Consider the system in Figure 1, which shows a crane hoisting and moving a load that is attached to the end of a rope. The cart is supposed to deliver the load from one place to another. The objective is to move the cart in a way that does not cause the rope and its load to swing too much. This assignment explores the modeling of such a system and leads up to the design of a control system for the cart, such that the load does not swing wildly.
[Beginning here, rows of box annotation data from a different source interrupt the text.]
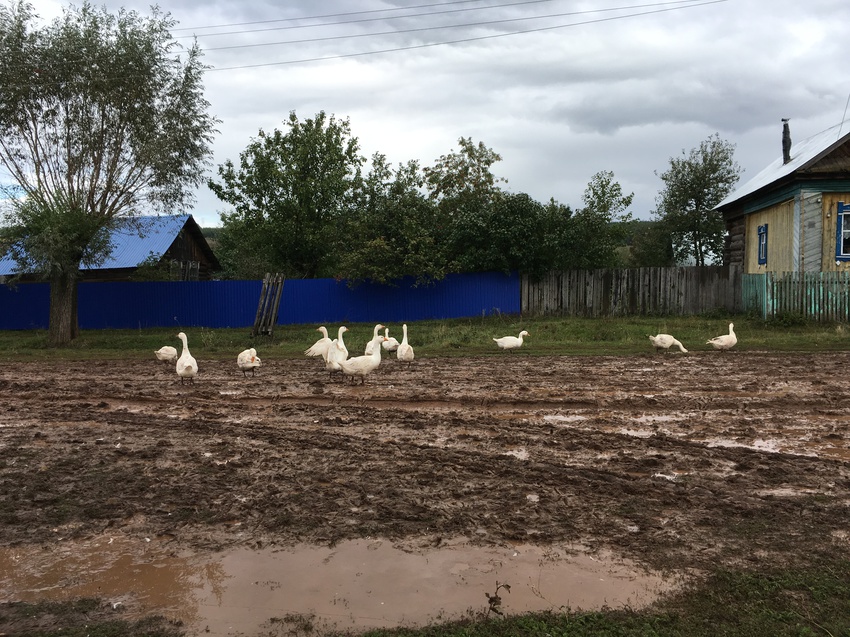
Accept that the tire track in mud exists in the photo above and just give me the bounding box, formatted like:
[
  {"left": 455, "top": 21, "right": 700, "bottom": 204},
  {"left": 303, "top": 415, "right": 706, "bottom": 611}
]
[{"left": 0, "top": 354, "right": 850, "bottom": 568}]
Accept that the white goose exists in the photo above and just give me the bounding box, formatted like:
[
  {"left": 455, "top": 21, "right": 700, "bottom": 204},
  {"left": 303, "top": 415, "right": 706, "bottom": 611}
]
[
  {"left": 705, "top": 323, "right": 738, "bottom": 352},
  {"left": 395, "top": 323, "right": 413, "bottom": 367},
  {"left": 154, "top": 345, "right": 177, "bottom": 363},
  {"left": 381, "top": 327, "right": 399, "bottom": 352},
  {"left": 649, "top": 334, "right": 688, "bottom": 354},
  {"left": 304, "top": 325, "right": 332, "bottom": 358},
  {"left": 324, "top": 325, "right": 348, "bottom": 374},
  {"left": 493, "top": 330, "right": 531, "bottom": 351},
  {"left": 363, "top": 325, "right": 378, "bottom": 356},
  {"left": 339, "top": 323, "right": 384, "bottom": 385},
  {"left": 177, "top": 332, "right": 198, "bottom": 385},
  {"left": 236, "top": 347, "right": 263, "bottom": 376}
]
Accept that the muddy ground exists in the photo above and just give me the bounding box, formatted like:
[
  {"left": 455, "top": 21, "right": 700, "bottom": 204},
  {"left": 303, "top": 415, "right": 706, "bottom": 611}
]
[{"left": 0, "top": 351, "right": 850, "bottom": 628}]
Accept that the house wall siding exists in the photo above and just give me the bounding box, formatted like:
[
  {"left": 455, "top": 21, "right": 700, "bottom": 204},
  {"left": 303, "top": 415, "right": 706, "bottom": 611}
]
[
  {"left": 744, "top": 199, "right": 798, "bottom": 274},
  {"left": 821, "top": 192, "right": 850, "bottom": 272},
  {"left": 800, "top": 191, "right": 824, "bottom": 272}
]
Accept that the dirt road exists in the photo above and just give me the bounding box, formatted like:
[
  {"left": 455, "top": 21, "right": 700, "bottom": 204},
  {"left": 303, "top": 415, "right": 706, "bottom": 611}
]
[{"left": 0, "top": 351, "right": 850, "bottom": 628}]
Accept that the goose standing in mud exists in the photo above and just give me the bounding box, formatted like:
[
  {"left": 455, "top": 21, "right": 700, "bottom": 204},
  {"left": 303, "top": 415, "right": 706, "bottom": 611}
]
[
  {"left": 177, "top": 332, "right": 198, "bottom": 385},
  {"left": 493, "top": 330, "right": 531, "bottom": 352},
  {"left": 705, "top": 323, "right": 738, "bottom": 352},
  {"left": 649, "top": 334, "right": 688, "bottom": 354}
]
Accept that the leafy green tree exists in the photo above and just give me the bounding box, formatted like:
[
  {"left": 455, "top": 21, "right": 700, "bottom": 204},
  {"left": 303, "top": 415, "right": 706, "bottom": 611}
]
[
  {"left": 0, "top": 2, "right": 216, "bottom": 345},
  {"left": 424, "top": 137, "right": 506, "bottom": 272},
  {"left": 565, "top": 171, "right": 634, "bottom": 269},
  {"left": 655, "top": 133, "right": 741, "bottom": 266},
  {"left": 338, "top": 153, "right": 445, "bottom": 284},
  {"left": 628, "top": 221, "right": 676, "bottom": 268},
  {"left": 209, "top": 111, "right": 364, "bottom": 278}
]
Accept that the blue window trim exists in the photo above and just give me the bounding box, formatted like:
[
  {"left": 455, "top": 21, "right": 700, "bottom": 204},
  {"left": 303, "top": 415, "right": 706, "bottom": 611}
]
[{"left": 835, "top": 201, "right": 850, "bottom": 261}]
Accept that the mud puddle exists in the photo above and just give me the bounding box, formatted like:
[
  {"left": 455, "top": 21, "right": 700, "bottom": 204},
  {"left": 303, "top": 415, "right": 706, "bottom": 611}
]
[{"left": 0, "top": 536, "right": 673, "bottom": 636}]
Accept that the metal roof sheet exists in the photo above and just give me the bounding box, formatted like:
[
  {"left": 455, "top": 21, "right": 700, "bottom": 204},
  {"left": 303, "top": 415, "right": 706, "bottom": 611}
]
[
  {"left": 715, "top": 124, "right": 850, "bottom": 210},
  {"left": 0, "top": 214, "right": 191, "bottom": 276}
]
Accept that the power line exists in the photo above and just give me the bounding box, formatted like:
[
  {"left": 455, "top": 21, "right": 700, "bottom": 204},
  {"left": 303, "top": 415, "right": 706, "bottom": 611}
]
[
  {"left": 172, "top": 0, "right": 560, "bottom": 38},
  {"left": 207, "top": 0, "right": 729, "bottom": 72},
  {"left": 201, "top": 0, "right": 706, "bottom": 51}
]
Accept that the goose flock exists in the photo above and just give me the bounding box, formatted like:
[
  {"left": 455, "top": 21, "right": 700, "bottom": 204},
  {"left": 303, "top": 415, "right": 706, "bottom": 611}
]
[
  {"left": 154, "top": 323, "right": 738, "bottom": 385},
  {"left": 649, "top": 323, "right": 738, "bottom": 354}
]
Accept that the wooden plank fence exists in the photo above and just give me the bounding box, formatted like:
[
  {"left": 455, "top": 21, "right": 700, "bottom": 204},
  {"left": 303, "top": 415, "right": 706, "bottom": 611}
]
[
  {"left": 520, "top": 266, "right": 743, "bottom": 317},
  {"left": 742, "top": 272, "right": 850, "bottom": 322}
]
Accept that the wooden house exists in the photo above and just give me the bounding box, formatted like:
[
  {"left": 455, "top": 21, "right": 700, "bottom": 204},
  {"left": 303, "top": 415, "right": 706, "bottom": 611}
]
[
  {"left": 715, "top": 120, "right": 850, "bottom": 274},
  {"left": 0, "top": 214, "right": 221, "bottom": 281}
]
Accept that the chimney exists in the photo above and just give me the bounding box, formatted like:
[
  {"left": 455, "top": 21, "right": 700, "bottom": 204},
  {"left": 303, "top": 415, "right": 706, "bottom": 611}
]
[{"left": 782, "top": 117, "right": 791, "bottom": 164}]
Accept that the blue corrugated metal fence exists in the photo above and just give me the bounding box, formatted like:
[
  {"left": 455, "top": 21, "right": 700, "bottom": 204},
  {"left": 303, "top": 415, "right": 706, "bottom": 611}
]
[{"left": 0, "top": 273, "right": 520, "bottom": 330}]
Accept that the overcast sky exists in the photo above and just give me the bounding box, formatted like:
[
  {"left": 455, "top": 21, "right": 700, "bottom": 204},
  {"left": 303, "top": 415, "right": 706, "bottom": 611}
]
[{"left": 19, "top": 0, "right": 850, "bottom": 226}]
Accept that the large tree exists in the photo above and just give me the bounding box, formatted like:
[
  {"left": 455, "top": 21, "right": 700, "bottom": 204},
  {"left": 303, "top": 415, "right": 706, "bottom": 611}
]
[
  {"left": 424, "top": 137, "right": 507, "bottom": 272},
  {"left": 564, "top": 171, "right": 634, "bottom": 268},
  {"left": 209, "top": 111, "right": 364, "bottom": 278},
  {"left": 0, "top": 2, "right": 216, "bottom": 345},
  {"left": 655, "top": 133, "right": 741, "bottom": 266},
  {"left": 337, "top": 153, "right": 445, "bottom": 284}
]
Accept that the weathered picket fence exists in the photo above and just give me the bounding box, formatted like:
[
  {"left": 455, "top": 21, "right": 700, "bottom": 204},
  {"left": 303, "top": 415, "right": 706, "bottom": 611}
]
[{"left": 520, "top": 266, "right": 743, "bottom": 317}]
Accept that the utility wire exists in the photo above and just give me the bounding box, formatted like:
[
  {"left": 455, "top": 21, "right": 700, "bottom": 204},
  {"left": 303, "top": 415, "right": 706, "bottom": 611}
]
[
  {"left": 171, "top": 0, "right": 564, "bottom": 38},
  {"left": 201, "top": 0, "right": 725, "bottom": 51},
  {"left": 205, "top": 0, "right": 729, "bottom": 72}
]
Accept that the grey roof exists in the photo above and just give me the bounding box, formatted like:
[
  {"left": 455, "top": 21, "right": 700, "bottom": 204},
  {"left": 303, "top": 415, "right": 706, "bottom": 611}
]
[
  {"left": 715, "top": 124, "right": 850, "bottom": 210},
  {"left": 0, "top": 214, "right": 191, "bottom": 276}
]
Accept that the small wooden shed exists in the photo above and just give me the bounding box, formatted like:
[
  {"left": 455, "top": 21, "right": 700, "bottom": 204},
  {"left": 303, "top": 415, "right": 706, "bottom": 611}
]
[{"left": 0, "top": 214, "right": 221, "bottom": 281}]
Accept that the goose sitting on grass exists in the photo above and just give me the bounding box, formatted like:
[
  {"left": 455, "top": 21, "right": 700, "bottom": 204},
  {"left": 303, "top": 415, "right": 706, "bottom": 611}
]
[
  {"left": 493, "top": 330, "right": 531, "bottom": 351},
  {"left": 339, "top": 323, "right": 384, "bottom": 385},
  {"left": 649, "top": 334, "right": 688, "bottom": 354},
  {"left": 705, "top": 323, "right": 738, "bottom": 352},
  {"left": 177, "top": 332, "right": 198, "bottom": 385},
  {"left": 236, "top": 347, "right": 263, "bottom": 376}
]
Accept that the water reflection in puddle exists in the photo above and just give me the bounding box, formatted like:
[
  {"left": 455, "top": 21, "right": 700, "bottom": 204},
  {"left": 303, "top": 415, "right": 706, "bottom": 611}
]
[{"left": 0, "top": 536, "right": 672, "bottom": 636}]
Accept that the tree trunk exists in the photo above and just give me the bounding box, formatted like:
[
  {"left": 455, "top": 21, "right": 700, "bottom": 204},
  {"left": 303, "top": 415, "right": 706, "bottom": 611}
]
[{"left": 47, "top": 272, "right": 80, "bottom": 347}]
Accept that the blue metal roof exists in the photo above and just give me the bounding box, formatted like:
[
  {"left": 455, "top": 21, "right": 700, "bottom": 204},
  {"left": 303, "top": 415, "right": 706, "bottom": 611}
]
[
  {"left": 0, "top": 214, "right": 191, "bottom": 276},
  {"left": 714, "top": 124, "right": 850, "bottom": 210}
]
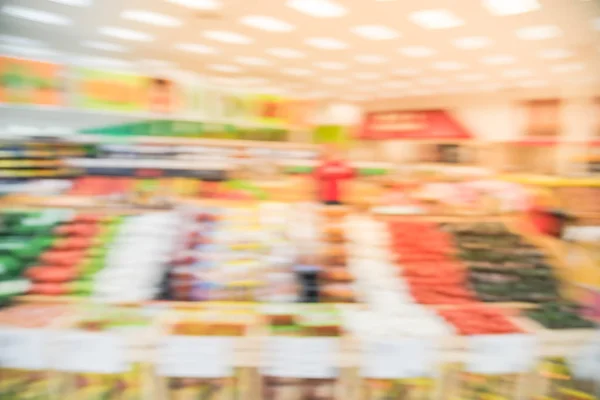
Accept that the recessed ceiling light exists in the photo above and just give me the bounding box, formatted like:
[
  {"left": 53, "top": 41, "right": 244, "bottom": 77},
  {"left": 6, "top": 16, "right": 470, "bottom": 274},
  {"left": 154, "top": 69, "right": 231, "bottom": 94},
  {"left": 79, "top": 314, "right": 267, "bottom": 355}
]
[
  {"left": 208, "top": 64, "right": 242, "bottom": 73},
  {"left": 540, "top": 49, "right": 573, "bottom": 60},
  {"left": 98, "top": 26, "right": 154, "bottom": 42},
  {"left": 287, "top": 0, "right": 348, "bottom": 18},
  {"left": 552, "top": 63, "right": 585, "bottom": 73},
  {"left": 50, "top": 0, "right": 92, "bottom": 7},
  {"left": 481, "top": 54, "right": 515, "bottom": 65},
  {"left": 517, "top": 25, "right": 562, "bottom": 40},
  {"left": 306, "top": 37, "right": 348, "bottom": 50},
  {"left": 235, "top": 56, "right": 271, "bottom": 66},
  {"left": 457, "top": 73, "right": 488, "bottom": 82},
  {"left": 175, "top": 43, "right": 217, "bottom": 54},
  {"left": 241, "top": 15, "right": 294, "bottom": 32},
  {"left": 400, "top": 46, "right": 435, "bottom": 58},
  {"left": 454, "top": 36, "right": 492, "bottom": 50},
  {"left": 419, "top": 77, "right": 446, "bottom": 86},
  {"left": 204, "top": 31, "right": 252, "bottom": 44},
  {"left": 433, "top": 61, "right": 465, "bottom": 71},
  {"left": 393, "top": 68, "right": 419, "bottom": 76},
  {"left": 167, "top": 0, "right": 221, "bottom": 10},
  {"left": 483, "top": 0, "right": 540, "bottom": 15},
  {"left": 121, "top": 10, "right": 181, "bottom": 27},
  {"left": 502, "top": 68, "right": 533, "bottom": 78},
  {"left": 351, "top": 25, "right": 400, "bottom": 40},
  {"left": 315, "top": 61, "right": 348, "bottom": 71},
  {"left": 267, "top": 47, "right": 304, "bottom": 58},
  {"left": 283, "top": 68, "right": 313, "bottom": 76},
  {"left": 408, "top": 9, "right": 463, "bottom": 29},
  {"left": 2, "top": 6, "right": 71, "bottom": 25},
  {"left": 354, "top": 72, "right": 381, "bottom": 80}
]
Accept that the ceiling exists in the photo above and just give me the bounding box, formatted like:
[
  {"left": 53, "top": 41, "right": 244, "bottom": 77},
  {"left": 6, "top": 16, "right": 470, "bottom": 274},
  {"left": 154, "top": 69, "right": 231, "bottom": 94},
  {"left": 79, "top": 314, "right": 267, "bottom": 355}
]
[{"left": 0, "top": 0, "right": 600, "bottom": 101}]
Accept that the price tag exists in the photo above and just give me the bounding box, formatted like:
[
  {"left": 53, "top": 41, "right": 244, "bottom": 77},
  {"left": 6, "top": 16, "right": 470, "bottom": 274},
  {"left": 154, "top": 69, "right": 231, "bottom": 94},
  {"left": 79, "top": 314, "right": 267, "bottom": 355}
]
[
  {"left": 361, "top": 337, "right": 436, "bottom": 379},
  {"left": 0, "top": 327, "right": 48, "bottom": 370},
  {"left": 53, "top": 331, "right": 128, "bottom": 374},
  {"left": 467, "top": 334, "right": 537, "bottom": 374},
  {"left": 158, "top": 335, "right": 235, "bottom": 378},
  {"left": 263, "top": 337, "right": 339, "bottom": 379}
]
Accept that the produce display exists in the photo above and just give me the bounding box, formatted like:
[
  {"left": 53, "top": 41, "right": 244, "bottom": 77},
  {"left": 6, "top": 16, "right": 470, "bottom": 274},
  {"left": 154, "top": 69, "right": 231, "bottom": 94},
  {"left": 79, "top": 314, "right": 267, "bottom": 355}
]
[{"left": 444, "top": 223, "right": 558, "bottom": 303}]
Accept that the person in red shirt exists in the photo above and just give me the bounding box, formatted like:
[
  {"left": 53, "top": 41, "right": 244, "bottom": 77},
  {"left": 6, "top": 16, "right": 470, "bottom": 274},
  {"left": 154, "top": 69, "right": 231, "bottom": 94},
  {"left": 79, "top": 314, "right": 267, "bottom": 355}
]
[{"left": 313, "top": 149, "right": 354, "bottom": 205}]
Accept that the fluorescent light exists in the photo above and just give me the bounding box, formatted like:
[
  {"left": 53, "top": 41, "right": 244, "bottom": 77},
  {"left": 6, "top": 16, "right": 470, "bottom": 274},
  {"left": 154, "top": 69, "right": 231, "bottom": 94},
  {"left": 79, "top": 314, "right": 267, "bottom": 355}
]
[
  {"left": 167, "top": 0, "right": 221, "bottom": 10},
  {"left": 175, "top": 43, "right": 217, "bottom": 54},
  {"left": 400, "top": 46, "right": 435, "bottom": 58},
  {"left": 1, "top": 6, "right": 71, "bottom": 25},
  {"left": 306, "top": 37, "right": 348, "bottom": 50},
  {"left": 355, "top": 54, "right": 386, "bottom": 64},
  {"left": 81, "top": 40, "right": 127, "bottom": 53},
  {"left": 283, "top": 68, "right": 313, "bottom": 76},
  {"left": 552, "top": 63, "right": 585, "bottom": 73},
  {"left": 121, "top": 10, "right": 181, "bottom": 27},
  {"left": 408, "top": 9, "right": 463, "bottom": 29},
  {"left": 204, "top": 31, "right": 252, "bottom": 44},
  {"left": 50, "top": 0, "right": 92, "bottom": 7},
  {"left": 235, "top": 56, "right": 271, "bottom": 66},
  {"left": 98, "top": 26, "right": 154, "bottom": 42},
  {"left": 517, "top": 25, "right": 562, "bottom": 40},
  {"left": 502, "top": 68, "right": 533, "bottom": 78},
  {"left": 540, "top": 49, "right": 573, "bottom": 60},
  {"left": 241, "top": 15, "right": 294, "bottom": 32},
  {"left": 351, "top": 25, "right": 400, "bottom": 40},
  {"left": 287, "top": 0, "right": 348, "bottom": 18},
  {"left": 208, "top": 64, "right": 242, "bottom": 73},
  {"left": 454, "top": 36, "right": 492, "bottom": 50},
  {"left": 483, "top": 0, "right": 540, "bottom": 15},
  {"left": 481, "top": 54, "right": 515, "bottom": 65},
  {"left": 267, "top": 47, "right": 304, "bottom": 58},
  {"left": 433, "top": 61, "right": 465, "bottom": 71},
  {"left": 315, "top": 61, "right": 348, "bottom": 71},
  {"left": 354, "top": 72, "right": 381, "bottom": 80}
]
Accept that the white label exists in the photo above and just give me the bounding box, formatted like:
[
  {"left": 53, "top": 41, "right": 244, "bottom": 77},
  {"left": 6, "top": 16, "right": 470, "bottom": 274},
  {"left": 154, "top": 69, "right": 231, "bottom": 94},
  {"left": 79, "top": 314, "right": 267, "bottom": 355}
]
[
  {"left": 0, "top": 327, "right": 48, "bottom": 370},
  {"left": 467, "top": 334, "right": 537, "bottom": 374},
  {"left": 52, "top": 331, "right": 128, "bottom": 374},
  {"left": 263, "top": 337, "right": 339, "bottom": 379},
  {"left": 361, "top": 338, "right": 436, "bottom": 379},
  {"left": 158, "top": 335, "right": 235, "bottom": 378}
]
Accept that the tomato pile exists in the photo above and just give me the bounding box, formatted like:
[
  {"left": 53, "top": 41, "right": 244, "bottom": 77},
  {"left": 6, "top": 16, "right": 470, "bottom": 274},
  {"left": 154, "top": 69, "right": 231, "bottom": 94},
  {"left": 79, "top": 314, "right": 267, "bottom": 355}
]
[
  {"left": 389, "top": 221, "right": 476, "bottom": 305},
  {"left": 438, "top": 305, "right": 523, "bottom": 335}
]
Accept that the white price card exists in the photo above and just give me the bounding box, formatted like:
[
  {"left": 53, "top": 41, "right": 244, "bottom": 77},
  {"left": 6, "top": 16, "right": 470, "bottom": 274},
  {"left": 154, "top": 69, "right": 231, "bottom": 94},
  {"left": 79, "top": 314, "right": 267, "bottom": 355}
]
[
  {"left": 263, "top": 337, "right": 339, "bottom": 379},
  {"left": 0, "top": 327, "right": 48, "bottom": 370},
  {"left": 158, "top": 335, "right": 235, "bottom": 378},
  {"left": 467, "top": 333, "right": 537, "bottom": 374},
  {"left": 52, "top": 331, "right": 128, "bottom": 374},
  {"left": 361, "top": 337, "right": 436, "bottom": 379}
]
Figure 1: Schematic of crane hoisting a load
Although the actual system is highly nonlinear, if the rope is considered to be stiff with a fixed length L, the system can be modeled using the following differential equations:
x_La''(t) = g*phi(t)
m_T*x_T''(t) = f_T(t) - m_L*g*phi(t)
x_La(t) = x_T(t) - x_L(t)
x_L(t) = L*phi(t)
where m_L is the mass of the load, m_T is the mass of the cart, x_T and x_L are displacements as defined in Figure 1, phi is the rope angle with respect to the vertical, and f_T is the force applied to the cart. In this problem, the mass of the cart, m_T, can be considered a constant. For simplicity, you may choose m_T = 1 unit mass, while the gravitational constant can be approximated as g = 10 m/s^2. The mass of the load, m_L, and the length of the rope, L, are parameters that vary for each hoisting problem.
1) Obtain the transfer function, Phi(s)/V_T(s) where V_T(s) = L{v_T(t)} and Phi(s) = L{phi(t)} are the Laplace transforms of the cart velocity, v_T(t), and the rope angle, phi(t), respectively.